Der Mann, der die bisher größten Chancen hat, nach 16 Jahren Erdogan zu beerben, sitzt gerne mal auf einem Traktor. Das soll Hemdsärmeligkeit und Volksnähe suggerieren. Von dort aus verspricht Muharrem Ince einen höheren Mindestlohn für die Armen, billigere Benzinpreise für die Bauern, eine niedrigere Inflation für die internationalen Investoren, und obendrauf noch ein Industrie-4.0-Programm.
Der 54-jährige Physiklehrer ist Präsidentschaftskandidat der türkischen Oppositionspartei CHP. Die hat solche Bilder dringend nötig – seit Jahrzehnten wird der von Kemal Atatürk gegründeten Partei Elitismus und Arroganz vorgeworfen. Während Erdogan mit seiner AKP die armen, gläubigen Massen ansprach, war die CHP die Wahl der säkularen, gut situierten Türken – und verlor Wahl um Wahl. Das könnte sich nun erstmals seit 16 Jahren ändern. Ince dürfte Erdogan zumindest in eine Stichwahl zwingen. So gut standen die Chancen für die Opposition noch nie.
Von einer Zeit nach Erdogan träumen viele in der Türkei. Dabei wird die wirtschaftliche Misere, die die AKP-Regierung in den letzten beiden Jahren angerichtet hat, das Land noch länger beschäftigen.
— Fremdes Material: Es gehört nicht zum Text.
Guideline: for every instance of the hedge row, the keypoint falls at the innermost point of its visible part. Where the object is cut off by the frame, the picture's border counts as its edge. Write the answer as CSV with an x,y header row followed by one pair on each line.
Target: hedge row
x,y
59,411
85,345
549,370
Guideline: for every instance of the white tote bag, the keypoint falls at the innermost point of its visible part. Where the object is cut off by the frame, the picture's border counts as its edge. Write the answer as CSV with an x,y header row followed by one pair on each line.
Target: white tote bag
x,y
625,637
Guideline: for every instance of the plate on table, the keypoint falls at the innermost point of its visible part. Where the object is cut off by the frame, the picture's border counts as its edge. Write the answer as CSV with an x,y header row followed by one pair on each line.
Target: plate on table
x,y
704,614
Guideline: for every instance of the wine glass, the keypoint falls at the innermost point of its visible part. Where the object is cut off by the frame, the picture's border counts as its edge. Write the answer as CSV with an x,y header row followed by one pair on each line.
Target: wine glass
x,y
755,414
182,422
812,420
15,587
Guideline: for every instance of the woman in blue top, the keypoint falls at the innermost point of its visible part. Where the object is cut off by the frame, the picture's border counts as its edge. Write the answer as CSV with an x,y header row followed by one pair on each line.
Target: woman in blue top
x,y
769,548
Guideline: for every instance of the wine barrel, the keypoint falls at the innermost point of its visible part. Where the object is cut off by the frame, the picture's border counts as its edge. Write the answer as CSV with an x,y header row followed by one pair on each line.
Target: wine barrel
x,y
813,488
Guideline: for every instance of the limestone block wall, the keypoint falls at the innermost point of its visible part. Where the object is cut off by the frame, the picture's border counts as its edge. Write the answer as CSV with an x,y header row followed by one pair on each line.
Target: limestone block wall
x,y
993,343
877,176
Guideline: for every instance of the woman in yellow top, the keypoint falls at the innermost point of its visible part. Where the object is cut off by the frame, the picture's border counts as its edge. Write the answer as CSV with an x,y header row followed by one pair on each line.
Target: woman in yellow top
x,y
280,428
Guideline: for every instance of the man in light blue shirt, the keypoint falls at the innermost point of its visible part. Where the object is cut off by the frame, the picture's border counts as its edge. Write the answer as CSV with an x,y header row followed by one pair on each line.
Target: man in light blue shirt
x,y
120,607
Nach dem fehlgeschlagenen Putsch vom Juli 2016 versorgte die Regierung die Unternehmen mit frischem extra Geld, um ja keine Zweifel am Wachstum der türkischen Wirtschaft aufkommen zu lassen. Die Kredite kommen aus einem eigens dafür eingerichteten Fonds. Das funktionierte, zumindest oberflächlich. Mit 7,4 Prozent wuchs die türkische Wirtschaft im ersten Quartal dieses Jahres, die Inflation liegt bei über 12 Prozent. „Der Fonds war das richtige Instrument 2017“, sagt Murat Salar, Leiter von Azimut Portfoy, der größten privaten Vermögensverwaltung der Türkei. „Aber jetzt müssen wir Wachstum opfern, um die Inflation in den Griff zu bekommen.“
Eigentlich hätten die Wahlen erst im November 2019 stattfinden sollen. Erdogan begründete seine Entscheidung, diese vorzuziehen, mit der Lage in Syrien, die eine stärkere Exekutive nötig mache. Der wahre Grund aber dürfte die wirtschaftliche Lage in der Türkei sein. Denn dass die Geldschwemme nicht ohne Folgen bleiben würde, dürfte zumindest dem rationalen Berater-Team um den stellvertretenden Premierminister Mehmet Simsek klar gewesen sein.